How could \(X_1\) (block) possibly be informative regarding\(X_2\) (bean)?

Now consider this

              T R E A T M E N T
              
          A       B       C       D       
      +-------+-------+-------+-------+
      ¦       ¦       ¦       ¦       ¦
   1  ¦   1   ¦   3   ¦   3   ¦   3   ¦
      ¦       ¦       ¦       ¦       ¦
      +-------+-------+-------+-------+
      ¦       ¦       ¦       ¦       ¦
B  2  ¦   3   ¦   3   ¦   1   ¦   3   ¦
L     ¦       ¦       ¦       ¦       ¦
O     +-------+-------+-------+-------+
C     ¦       ¦       ¦       ¦       ¦
K  3  ¦   3   ¦   3   ¦   3   ¦   3   ¦
      ¦       ¦       ¦       ¦       ¦
      +-------+-------+-------+-------+
      ¦       ¦       ¦       ¦       ¦
   4  ¦   3   ¦   1   ¦   3   ¦   3   ¦
      ¦       ¦       ¦       ¦       ¦
      +-------+-------+-------+-------+

(Numbers = number of replicates for each block - treatment combination)

Due to mishap, we have lost some replicates… so now:

The probability that treat = A is

1/10 = 10% in block 1
3/10 = 30% in block 2 and 4
3/12 = 25% in block 3

Knowing block therefore tells you something about what the treatment most likely was — and vice versa: they are mutually informative and therefore not orthogonal.

Orthonality vs.
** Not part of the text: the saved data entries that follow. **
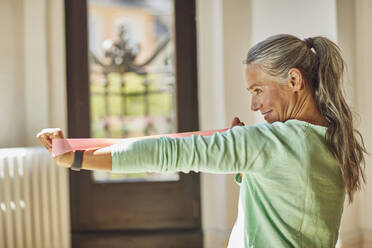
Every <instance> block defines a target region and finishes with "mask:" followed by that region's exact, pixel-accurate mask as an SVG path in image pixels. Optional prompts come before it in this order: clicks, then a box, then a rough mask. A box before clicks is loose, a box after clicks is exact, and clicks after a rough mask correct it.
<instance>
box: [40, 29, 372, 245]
mask: <svg viewBox="0 0 372 248" xmlns="http://www.w3.org/2000/svg"><path fill="white" fill-rule="evenodd" d="M245 63H246V83H247V89H248V90H249V91H250V92H251V93H252V94H253V96H252V105H251V109H252V110H253V111H260V112H261V114H262V115H264V118H265V120H266V121H267V122H268V123H266V124H260V125H255V126H243V124H242V123H241V122H240V120H239V119H238V118H236V119H234V121H233V126H235V127H233V128H231V129H229V130H228V131H226V132H224V133H216V134H214V135H213V136H210V137H202V136H195V135H194V136H192V137H188V138H178V139H177V138H176V139H174V138H173V139H172V138H166V137H162V138H160V139H149V140H142V141H137V142H134V143H132V144H130V145H125V146H124V145H122V144H120V145H114V146H112V149H111V154H104V155H95V154H94V153H93V152H86V153H85V154H84V159H83V162H82V167H83V168H84V169H100V170H113V171H116V172H125V173H128V172H141V171H150V172H151V171H154V172H155V171H156V172H174V171H190V170H192V171H196V172H198V171H203V172H209V173H236V180H237V182H238V183H239V184H240V197H239V212H238V218H237V220H236V223H235V226H234V228H233V231H232V233H231V236H230V241H229V247H232V248H235V247H247V248H248V247H268V248H276V247H334V246H335V244H336V241H337V237H338V230H339V224H340V219H341V215H342V210H343V203H344V199H345V193H346V192H347V195H348V197H349V202H352V201H353V195H354V193H355V192H356V191H357V190H359V189H360V188H361V186H362V184H363V183H365V177H364V153H365V152H366V150H365V147H364V145H363V139H362V137H361V135H360V133H359V132H358V131H357V130H356V129H355V128H354V127H353V120H352V113H351V111H350V108H349V106H348V105H347V103H346V101H345V99H344V96H343V93H342V89H341V80H342V74H343V70H344V61H343V59H342V57H341V54H340V51H339V48H338V47H337V46H336V44H334V43H333V42H331V41H330V40H328V39H326V38H324V37H314V38H308V39H305V40H304V41H303V40H300V39H298V38H297V37H294V36H291V35H276V36H272V37H269V38H268V39H266V40H264V41H262V42H260V43H258V44H257V45H255V46H254V47H253V48H252V49H251V50H250V51H249V53H248V57H247V59H246V61H245ZM56 137H63V134H62V133H61V132H60V131H59V132H54V133H53V132H48V131H46V132H42V133H41V134H40V135H39V139H40V141H41V142H42V144H43V145H44V146H45V147H46V148H47V149H50V148H51V139H53V138H56ZM73 160H74V154H73V153H69V154H65V155H62V156H58V157H56V158H55V161H56V163H57V164H58V165H61V166H65V167H70V166H71V164H72V162H73Z"/></svg>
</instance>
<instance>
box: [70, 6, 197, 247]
mask: <svg viewBox="0 0 372 248" xmlns="http://www.w3.org/2000/svg"><path fill="white" fill-rule="evenodd" d="M114 2H115V1H114ZM118 2H120V1H118ZM124 2H125V1H124ZM128 2H134V1H128ZM140 2H141V1H140ZM173 4H174V15H175V16H174V17H175V39H174V40H175V54H176V56H175V57H176V62H175V67H176V80H177V86H176V96H177V97H176V101H177V104H176V105H177V110H176V111H177V113H178V114H177V117H176V118H177V129H176V131H178V132H185V131H195V130H198V129H199V128H198V104H197V73H196V31H195V1H194V0H192V1H191V0H175V1H174V2H173ZM65 9H66V46H67V82H68V83H67V92H68V127H69V137H91V128H92V127H91V116H90V83H89V82H90V78H89V68H88V63H89V62H88V23H87V18H88V14H87V2H86V1H85V0H66V2H65ZM70 194H71V228H72V246H73V247H90V248H91V247H103V246H104V247H141V248H146V247H162V248H166V247H178V248H180V247H187V248H192V247H202V231H201V216H200V214H201V210H200V180H199V175H198V174H197V173H193V172H191V173H189V174H183V173H180V174H179V180H177V181H166V182H135V183H133V182H132V183H127V182H124V183H120V182H113V183H100V182H97V181H96V180H94V177H93V175H92V172H91V171H80V172H71V173H70Z"/></svg>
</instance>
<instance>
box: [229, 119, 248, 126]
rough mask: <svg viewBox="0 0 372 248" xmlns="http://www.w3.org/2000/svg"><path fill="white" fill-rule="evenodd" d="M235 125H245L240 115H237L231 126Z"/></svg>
mask: <svg viewBox="0 0 372 248" xmlns="http://www.w3.org/2000/svg"><path fill="white" fill-rule="evenodd" d="M235 126H245V124H244V122H241V121H240V119H239V117H235V118H234V119H233V121H232V123H231V128H233V127H235Z"/></svg>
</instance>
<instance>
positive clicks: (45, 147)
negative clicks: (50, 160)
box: [36, 128, 64, 151]
mask: <svg viewBox="0 0 372 248" xmlns="http://www.w3.org/2000/svg"><path fill="white" fill-rule="evenodd" d="M36 137H37V138H38V139H39V141H40V142H41V144H42V145H43V146H44V147H45V148H46V149H48V150H49V151H51V150H52V140H53V139H56V138H64V135H63V132H62V130H61V129H59V128H46V129H43V130H41V131H40V132H39V133H38V134H37V135H36Z"/></svg>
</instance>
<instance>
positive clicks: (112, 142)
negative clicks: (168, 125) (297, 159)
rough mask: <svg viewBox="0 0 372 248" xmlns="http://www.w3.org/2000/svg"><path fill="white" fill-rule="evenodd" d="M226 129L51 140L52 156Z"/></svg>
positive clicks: (199, 134) (215, 129)
mask: <svg viewBox="0 0 372 248" xmlns="http://www.w3.org/2000/svg"><path fill="white" fill-rule="evenodd" d="M228 129H229V128H225V129H215V130H207V131H197V132H186V133H174V134H160V135H151V136H142V137H135V138H126V139H92V138H91V139H53V140H52V154H53V156H58V155H61V154H64V153H67V152H72V151H76V150H97V149H101V148H105V147H108V146H111V145H115V144H120V143H126V142H128V141H129V142H133V141H137V140H143V139H154V138H160V137H169V138H184V137H190V136H192V135H202V136H212V135H213V134H214V133H222V132H225V131H227V130H228Z"/></svg>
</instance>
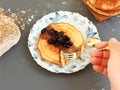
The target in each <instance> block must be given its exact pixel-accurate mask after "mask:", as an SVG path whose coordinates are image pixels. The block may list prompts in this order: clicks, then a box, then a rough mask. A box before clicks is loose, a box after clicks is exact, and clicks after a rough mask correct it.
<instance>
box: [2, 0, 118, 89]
mask: <svg viewBox="0 0 120 90" xmlns="http://www.w3.org/2000/svg"><path fill="white" fill-rule="evenodd" d="M0 7H2V8H4V9H8V8H10V9H11V10H12V11H14V12H17V11H18V10H22V9H24V10H29V11H30V12H29V13H28V14H26V15H25V16H24V17H25V18H28V17H30V18H32V17H33V18H32V19H31V20H32V21H31V22H30V25H27V26H26V29H25V30H24V31H22V36H21V39H20V41H19V43H18V44H17V45H16V46H14V47H13V48H12V49H10V50H9V51H8V52H7V53H6V54H4V55H3V56H2V57H1V58H0V90H110V86H109V81H108V80H107V78H106V77H104V76H103V75H101V74H99V73H96V72H95V71H93V69H92V67H91V65H88V66H87V67H86V68H85V69H83V70H81V71H79V72H76V73H73V74H55V73H51V72H49V71H47V70H45V69H43V68H41V67H40V66H39V65H37V64H36V62H35V61H34V60H33V58H32V57H31V55H30V52H29V50H28V48H27V37H28V34H29V31H30V29H31V27H32V26H33V24H34V23H35V22H36V20H37V19H39V18H41V17H42V16H44V15H46V14H48V13H51V12H54V11H59V10H65V11H71V12H78V13H80V14H81V15H83V16H86V17H88V18H89V19H90V20H91V21H92V22H93V23H94V24H95V25H96V27H97V28H98V32H99V35H100V37H101V39H102V40H109V39H110V38H111V37H116V38H117V39H118V40H120V30H119V27H120V26H119V25H120V15H118V16H116V17H113V18H111V19H109V20H107V21H105V22H102V23H99V22H97V21H96V20H95V18H94V17H93V15H92V14H91V13H90V12H89V11H88V9H87V8H86V6H85V5H84V4H83V2H82V1H81V0H0Z"/></svg>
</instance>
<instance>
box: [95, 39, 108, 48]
mask: <svg viewBox="0 0 120 90" xmlns="http://www.w3.org/2000/svg"><path fill="white" fill-rule="evenodd" d="M107 46H108V42H107V41H104V42H99V43H96V44H95V47H96V48H97V49H102V48H105V47H107Z"/></svg>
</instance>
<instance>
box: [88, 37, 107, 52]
mask: <svg viewBox="0 0 120 90" xmlns="http://www.w3.org/2000/svg"><path fill="white" fill-rule="evenodd" d="M99 42H101V40H100V39H98V38H96V37H90V38H87V40H86V45H87V46H89V47H94V46H95V44H96V43H99ZM99 50H109V48H108V47H105V48H102V49H99Z"/></svg>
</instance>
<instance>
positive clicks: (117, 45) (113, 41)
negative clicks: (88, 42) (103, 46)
mask: <svg viewBox="0 0 120 90" xmlns="http://www.w3.org/2000/svg"><path fill="white" fill-rule="evenodd" d="M108 47H109V49H110V53H111V55H112V54H115V55H120V42H119V41H118V40H116V39H115V38H112V39H110V40H109V41H108Z"/></svg>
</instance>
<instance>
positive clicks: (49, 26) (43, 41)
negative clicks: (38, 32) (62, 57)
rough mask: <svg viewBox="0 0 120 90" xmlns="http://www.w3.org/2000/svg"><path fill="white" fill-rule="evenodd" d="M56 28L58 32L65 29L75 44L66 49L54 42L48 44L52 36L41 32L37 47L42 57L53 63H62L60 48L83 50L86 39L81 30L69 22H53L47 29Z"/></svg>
mask: <svg viewBox="0 0 120 90" xmlns="http://www.w3.org/2000/svg"><path fill="white" fill-rule="evenodd" d="M50 29H55V30H56V31H58V32H61V31H63V32H64V34H65V35H67V36H69V38H70V40H71V41H72V42H73V45H72V46H71V47H70V48H68V49H66V48H61V47H57V46H55V45H53V44H48V39H49V38H50V36H49V35H48V34H47V32H45V33H43V34H42V33H41V34H40V37H39V40H38V43H37V48H38V50H39V52H40V55H41V57H42V58H43V59H44V60H46V61H48V62H51V63H54V64H58V65H62V63H61V60H60V59H61V58H60V50H65V51H69V52H75V51H76V52H77V51H79V52H81V51H82V49H83V47H84V39H83V36H82V34H81V32H80V31H78V30H77V29H76V28H75V27H74V26H72V25H70V24H68V23H63V22H60V23H52V24H50V25H48V26H47V27H46V30H47V31H48V30H50Z"/></svg>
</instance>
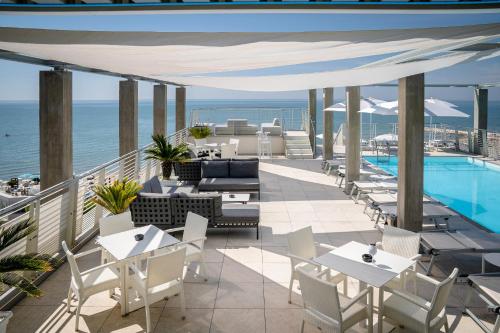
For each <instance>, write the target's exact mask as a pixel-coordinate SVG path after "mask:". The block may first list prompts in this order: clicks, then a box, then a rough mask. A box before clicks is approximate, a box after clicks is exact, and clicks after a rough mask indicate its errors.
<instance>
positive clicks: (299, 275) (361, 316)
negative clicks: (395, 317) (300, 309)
mask: <svg viewBox="0 0 500 333" xmlns="http://www.w3.org/2000/svg"><path fill="white" fill-rule="evenodd" d="M297 275H298V278H299V283H300V290H301V291H302V299H303V300H304V317H303V319H302V326H301V332H304V325H305V323H306V322H308V323H310V324H312V325H314V326H316V327H318V328H320V329H321V331H324V332H332V333H333V332H345V331H346V330H347V329H349V328H350V327H352V326H354V325H355V324H356V323H359V322H361V321H364V320H366V319H368V332H370V333H371V332H372V331H373V288H372V287H368V288H366V289H364V290H362V291H361V292H360V293H359V294H358V295H356V296H354V297H353V298H349V297H347V296H345V295H342V294H339V292H338V289H337V285H336V284H333V283H331V282H328V281H325V280H322V279H321V278H320V277H317V276H313V275H311V274H309V273H308V272H307V271H304V270H302V269H301V268H299V269H298V270H297ZM366 298H368V299H366ZM360 301H364V302H365V304H363V303H361V302H360Z"/></svg>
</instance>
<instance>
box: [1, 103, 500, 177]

Balance

They are not the same — you can have a design that is unbalanced, but still orthogonal:

              T R E A T M E N T
              
          A       B       C       D       
      +-------+-------+-------+-------+
      ¦       ¦       ¦       ¦       ¦
   1  ¦   2   ¦   4   ¦   4   ¦   6   ¦
      ¦       ¦       ¦       ¦       ¦
      +-------+-------+-------+-------+
      ¦       ¦       ¦       ¦       ¦
B  2  ¦   1   ¦   2   ¦   2   ¦   3   ¦
L     ¦       ¦       ¦       ¦       ¦
O     +-------+-------+-------+-------+
C     ¦       ¦       ¦       ¦       ¦
K  3  ¦   2   ¦   4   ¦   4   ¦   6   ¦
      ¦       ¦       ¦       ¦       ¦
      +-------+-------+-------+-------+
      ¦       ¦       ¦       ¦       ¦
   4  ¦   3   ¦   6   ¦   6   ¦   9   ¦
      ¦       ¦       ¦       ¦       ¦
      +-------+-------+-------+-------+

In all four blocks, the number of replicates in A:B:C:D = 1:2:2:3

block therefore entails no information about treat
block and treat are orthogonal.

But unbalanced — we get much more information about Treatment D (24 replicates) than A (8 replicates).

Why worry?

In an orthogonal design,

We can unambiguously attribute (partition) variation to EVs.
We can unambiguously separate the effects of EVs.
The sequential and the adjusted SSQ are equal!
The order of the EVs does not affect the sequential SSQ.

This gives a handy orthogonality check…

Assessing orthogonality

From tables of replicates for each combination of \(X_1,\ X_2\), as we have just done.
From comparing sequential and adjusted SSQ — are they equal?
Are the sequential SSQ for \(X_1, X_2\) order-independent?